Complex regulation of Ca _v 2.2 N-type Ca ²⁺ channels by Ca ²⁺ and G-proteins Short title: Ca _v 2.2 modulation by Ca ²⁺ and G-proteins

G-protein coupled receptors inhibit Ca _v 2.2 N-type Ca ²⁺ channels by a fast, voltage-dependent pathway mediated by Gα _i / Gβγ and a slow, voltage-independent pathway mediated by Gα _q −dependent reductions in phosphatidylinositol 4,5-bisphosphate (PIP2) or increases in arachidonic acid. Studies of these forms of regulation generally employ Ba ²⁺ as the permeant ion, despite that Ca ²⁺ -dependent pathways may impinge upon G-protein modulation.

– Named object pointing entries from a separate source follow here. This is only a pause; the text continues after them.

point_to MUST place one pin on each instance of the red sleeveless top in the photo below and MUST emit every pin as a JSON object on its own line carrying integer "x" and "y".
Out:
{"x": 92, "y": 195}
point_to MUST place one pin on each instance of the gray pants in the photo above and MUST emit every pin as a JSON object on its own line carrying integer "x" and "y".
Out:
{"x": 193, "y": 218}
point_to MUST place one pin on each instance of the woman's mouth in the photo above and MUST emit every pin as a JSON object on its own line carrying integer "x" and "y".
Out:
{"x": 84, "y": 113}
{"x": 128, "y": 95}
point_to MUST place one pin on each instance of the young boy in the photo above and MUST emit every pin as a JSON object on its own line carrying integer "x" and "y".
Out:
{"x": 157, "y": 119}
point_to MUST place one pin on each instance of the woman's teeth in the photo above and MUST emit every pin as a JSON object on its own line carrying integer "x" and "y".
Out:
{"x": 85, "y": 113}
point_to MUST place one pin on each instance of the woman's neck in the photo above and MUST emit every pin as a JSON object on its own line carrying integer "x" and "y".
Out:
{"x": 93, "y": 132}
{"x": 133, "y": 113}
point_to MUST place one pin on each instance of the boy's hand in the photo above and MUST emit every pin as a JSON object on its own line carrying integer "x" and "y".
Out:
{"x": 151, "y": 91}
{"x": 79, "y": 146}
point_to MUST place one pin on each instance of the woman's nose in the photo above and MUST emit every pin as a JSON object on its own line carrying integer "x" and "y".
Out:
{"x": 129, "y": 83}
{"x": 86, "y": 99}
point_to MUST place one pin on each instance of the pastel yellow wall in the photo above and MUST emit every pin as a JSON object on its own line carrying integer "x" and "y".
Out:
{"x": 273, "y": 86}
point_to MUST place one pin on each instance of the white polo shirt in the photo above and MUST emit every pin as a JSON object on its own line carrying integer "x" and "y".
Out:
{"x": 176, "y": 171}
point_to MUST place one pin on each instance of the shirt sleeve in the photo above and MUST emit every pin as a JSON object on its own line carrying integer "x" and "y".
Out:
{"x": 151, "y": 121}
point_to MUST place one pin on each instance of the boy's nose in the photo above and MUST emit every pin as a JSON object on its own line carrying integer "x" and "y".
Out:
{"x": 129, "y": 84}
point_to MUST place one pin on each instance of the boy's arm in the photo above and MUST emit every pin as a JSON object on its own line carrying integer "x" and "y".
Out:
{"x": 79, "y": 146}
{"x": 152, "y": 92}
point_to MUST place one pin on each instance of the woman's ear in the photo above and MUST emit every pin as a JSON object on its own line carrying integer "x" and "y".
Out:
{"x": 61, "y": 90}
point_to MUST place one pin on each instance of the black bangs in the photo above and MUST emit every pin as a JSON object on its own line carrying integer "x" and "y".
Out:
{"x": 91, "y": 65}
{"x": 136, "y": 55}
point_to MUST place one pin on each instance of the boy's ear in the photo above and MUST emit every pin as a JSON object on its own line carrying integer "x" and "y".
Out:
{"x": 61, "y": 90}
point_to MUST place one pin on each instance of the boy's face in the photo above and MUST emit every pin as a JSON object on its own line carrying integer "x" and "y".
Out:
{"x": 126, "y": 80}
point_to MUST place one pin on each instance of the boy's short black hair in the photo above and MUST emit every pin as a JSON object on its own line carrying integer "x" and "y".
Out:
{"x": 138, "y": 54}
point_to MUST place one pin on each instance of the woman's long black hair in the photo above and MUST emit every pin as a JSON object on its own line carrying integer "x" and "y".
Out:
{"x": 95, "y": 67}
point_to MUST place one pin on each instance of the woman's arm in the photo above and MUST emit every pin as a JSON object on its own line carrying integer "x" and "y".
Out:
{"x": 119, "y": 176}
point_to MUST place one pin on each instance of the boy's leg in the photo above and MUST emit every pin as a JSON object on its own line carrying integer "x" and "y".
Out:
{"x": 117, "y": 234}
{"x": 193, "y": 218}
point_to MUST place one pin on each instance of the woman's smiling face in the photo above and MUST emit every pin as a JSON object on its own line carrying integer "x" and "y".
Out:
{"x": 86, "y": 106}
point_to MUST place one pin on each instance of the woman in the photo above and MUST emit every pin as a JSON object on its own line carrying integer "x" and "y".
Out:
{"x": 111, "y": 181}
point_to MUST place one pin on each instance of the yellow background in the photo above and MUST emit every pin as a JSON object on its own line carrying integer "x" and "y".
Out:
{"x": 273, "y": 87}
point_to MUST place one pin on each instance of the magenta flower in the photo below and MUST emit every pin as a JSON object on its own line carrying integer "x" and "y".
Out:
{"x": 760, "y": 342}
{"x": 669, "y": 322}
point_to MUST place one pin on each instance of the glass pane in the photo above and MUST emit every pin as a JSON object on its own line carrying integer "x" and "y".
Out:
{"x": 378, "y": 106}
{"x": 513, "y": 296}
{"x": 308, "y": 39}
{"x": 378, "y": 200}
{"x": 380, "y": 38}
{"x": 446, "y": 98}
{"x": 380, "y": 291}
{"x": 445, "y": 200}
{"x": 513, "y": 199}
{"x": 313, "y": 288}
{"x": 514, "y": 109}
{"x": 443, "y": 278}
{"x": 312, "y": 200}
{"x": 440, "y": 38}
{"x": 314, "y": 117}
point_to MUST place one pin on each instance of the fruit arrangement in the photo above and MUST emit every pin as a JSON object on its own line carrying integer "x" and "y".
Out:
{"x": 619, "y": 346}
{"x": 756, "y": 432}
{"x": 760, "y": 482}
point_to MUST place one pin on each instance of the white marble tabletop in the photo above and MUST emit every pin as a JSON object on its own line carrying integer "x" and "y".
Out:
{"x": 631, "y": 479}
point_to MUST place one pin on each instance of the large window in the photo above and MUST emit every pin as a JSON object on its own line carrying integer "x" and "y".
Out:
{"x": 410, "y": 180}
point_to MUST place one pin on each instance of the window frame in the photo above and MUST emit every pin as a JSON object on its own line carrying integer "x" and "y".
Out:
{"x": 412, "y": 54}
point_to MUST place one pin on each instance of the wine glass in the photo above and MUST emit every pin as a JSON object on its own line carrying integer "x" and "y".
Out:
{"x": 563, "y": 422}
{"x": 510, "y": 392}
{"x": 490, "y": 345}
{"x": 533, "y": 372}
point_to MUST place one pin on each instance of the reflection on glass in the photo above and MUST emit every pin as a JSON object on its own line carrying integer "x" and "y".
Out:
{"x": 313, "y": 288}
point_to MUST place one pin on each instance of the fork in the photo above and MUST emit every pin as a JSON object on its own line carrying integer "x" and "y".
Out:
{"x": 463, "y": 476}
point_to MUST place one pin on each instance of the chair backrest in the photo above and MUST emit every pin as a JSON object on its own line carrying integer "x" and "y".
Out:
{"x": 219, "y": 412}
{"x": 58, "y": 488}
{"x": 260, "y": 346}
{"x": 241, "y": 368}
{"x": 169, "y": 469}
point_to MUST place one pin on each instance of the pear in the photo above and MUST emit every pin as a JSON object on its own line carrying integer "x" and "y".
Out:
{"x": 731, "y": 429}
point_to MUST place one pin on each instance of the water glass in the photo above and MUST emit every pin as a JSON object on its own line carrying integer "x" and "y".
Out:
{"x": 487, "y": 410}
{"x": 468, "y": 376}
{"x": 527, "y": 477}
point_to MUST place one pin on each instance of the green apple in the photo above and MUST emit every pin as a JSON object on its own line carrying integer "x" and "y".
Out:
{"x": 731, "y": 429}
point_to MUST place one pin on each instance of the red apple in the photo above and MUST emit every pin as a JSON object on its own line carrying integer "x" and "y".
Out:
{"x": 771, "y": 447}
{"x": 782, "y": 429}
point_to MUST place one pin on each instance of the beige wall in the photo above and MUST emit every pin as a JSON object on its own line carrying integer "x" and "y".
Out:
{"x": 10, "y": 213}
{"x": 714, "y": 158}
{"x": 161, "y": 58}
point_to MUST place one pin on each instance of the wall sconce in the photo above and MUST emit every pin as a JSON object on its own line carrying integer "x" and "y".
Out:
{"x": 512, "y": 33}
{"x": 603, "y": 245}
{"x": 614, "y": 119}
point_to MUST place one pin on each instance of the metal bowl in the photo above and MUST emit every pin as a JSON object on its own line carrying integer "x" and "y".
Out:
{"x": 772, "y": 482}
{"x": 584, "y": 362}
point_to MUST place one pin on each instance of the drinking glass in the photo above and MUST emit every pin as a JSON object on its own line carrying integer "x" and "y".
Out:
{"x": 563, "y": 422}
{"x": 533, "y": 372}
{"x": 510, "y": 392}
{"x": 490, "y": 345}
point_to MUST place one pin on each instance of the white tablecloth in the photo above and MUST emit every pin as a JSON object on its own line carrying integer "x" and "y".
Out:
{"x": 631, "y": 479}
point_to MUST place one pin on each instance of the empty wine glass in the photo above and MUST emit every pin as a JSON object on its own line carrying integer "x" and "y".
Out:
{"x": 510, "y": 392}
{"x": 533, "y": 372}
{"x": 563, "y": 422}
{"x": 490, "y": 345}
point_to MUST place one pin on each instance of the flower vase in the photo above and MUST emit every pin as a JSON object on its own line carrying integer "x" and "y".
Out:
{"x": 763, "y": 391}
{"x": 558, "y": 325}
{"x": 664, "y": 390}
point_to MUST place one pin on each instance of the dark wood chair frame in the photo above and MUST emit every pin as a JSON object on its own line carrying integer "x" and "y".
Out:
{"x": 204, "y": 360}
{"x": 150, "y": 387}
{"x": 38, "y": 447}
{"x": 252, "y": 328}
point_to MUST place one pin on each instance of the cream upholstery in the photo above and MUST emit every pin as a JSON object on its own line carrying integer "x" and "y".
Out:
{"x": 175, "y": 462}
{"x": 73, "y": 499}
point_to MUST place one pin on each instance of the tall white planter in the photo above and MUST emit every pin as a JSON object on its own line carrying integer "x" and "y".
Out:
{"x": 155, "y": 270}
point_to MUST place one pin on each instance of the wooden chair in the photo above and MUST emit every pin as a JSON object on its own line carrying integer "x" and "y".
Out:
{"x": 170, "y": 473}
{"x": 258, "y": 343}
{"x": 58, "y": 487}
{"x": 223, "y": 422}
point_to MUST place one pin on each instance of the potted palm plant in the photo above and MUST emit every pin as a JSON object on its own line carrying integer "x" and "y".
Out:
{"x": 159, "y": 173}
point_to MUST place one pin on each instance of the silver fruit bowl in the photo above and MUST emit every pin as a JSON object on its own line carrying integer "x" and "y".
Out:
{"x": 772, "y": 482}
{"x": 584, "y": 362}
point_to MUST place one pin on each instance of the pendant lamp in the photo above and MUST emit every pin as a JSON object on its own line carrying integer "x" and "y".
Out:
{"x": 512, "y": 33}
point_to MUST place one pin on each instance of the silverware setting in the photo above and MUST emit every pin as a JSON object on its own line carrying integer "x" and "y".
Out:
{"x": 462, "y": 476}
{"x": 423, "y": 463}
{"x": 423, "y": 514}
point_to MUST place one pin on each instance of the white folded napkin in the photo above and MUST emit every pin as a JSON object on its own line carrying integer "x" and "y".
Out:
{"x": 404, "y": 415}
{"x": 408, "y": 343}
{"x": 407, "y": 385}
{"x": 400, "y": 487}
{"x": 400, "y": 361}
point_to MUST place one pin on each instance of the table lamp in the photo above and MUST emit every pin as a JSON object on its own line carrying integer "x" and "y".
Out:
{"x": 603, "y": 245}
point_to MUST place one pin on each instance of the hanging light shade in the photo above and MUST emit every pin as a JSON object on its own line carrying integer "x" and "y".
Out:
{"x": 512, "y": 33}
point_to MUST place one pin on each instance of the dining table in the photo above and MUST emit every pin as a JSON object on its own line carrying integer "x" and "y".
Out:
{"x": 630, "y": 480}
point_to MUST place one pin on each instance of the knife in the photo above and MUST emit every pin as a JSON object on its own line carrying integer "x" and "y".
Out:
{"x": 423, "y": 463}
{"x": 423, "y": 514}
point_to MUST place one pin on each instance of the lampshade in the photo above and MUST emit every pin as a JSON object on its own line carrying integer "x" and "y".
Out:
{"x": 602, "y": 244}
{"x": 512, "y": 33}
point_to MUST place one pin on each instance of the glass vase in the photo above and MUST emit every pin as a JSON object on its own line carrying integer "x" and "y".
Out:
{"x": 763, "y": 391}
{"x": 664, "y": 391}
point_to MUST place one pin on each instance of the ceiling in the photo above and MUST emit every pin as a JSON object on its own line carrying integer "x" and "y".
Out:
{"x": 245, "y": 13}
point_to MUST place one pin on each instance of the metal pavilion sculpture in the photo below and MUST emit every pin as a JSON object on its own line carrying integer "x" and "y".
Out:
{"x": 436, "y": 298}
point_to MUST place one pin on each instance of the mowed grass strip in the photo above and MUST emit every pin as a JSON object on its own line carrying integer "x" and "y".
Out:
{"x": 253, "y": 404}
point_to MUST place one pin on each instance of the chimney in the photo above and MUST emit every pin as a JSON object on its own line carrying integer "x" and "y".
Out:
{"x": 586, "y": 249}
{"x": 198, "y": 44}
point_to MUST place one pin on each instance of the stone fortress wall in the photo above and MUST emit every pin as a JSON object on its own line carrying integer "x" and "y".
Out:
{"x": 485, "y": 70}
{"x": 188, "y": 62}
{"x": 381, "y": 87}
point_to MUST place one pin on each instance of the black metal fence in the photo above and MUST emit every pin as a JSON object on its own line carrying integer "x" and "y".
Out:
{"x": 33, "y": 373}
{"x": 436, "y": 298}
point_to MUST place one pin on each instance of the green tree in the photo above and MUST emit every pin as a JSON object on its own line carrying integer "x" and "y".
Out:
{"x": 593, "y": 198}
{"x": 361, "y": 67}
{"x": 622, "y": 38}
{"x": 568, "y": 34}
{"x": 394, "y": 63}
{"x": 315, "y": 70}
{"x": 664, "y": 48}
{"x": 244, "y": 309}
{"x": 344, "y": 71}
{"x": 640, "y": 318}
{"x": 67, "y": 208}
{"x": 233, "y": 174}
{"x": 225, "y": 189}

To address this possibility, we compared tonic G-protein inhibition of currents carried by Ba ²⁺ ( I _Ba ) and Ca ²⁺ ( I _Ca ) in HEK293T cells transfected with Ca _v 2.2. Both I _Ba and I _Ca exhibited voltage-dependent facilitation (VDF), consistent with Gβγ unbinding from the channel. Compared to that for I _Ba , VDF of I _Ca was less sensitive to an inhibitor of Gα proteins (GDP-β-S) and an inhibitor of Gβγ (C-terminal construct of G-protein coupled receptor kinase 2). While insensitive to high intracellular Ca ²⁺ buffering, VDF of I _Ca that remained in GDP-β-S was blunted by reductions in PIP2. We propose that when G-proteins are inhibited, Ca ²⁺ influx through Ca _v 2.2 promotes a form of VDF that involves PIP2. Our results highlight the complexity whereby Ca _v 2.2 channels integrate G-protein signaling pathways, which may enrich the information encoding potential of chemical synapses in the nervous system.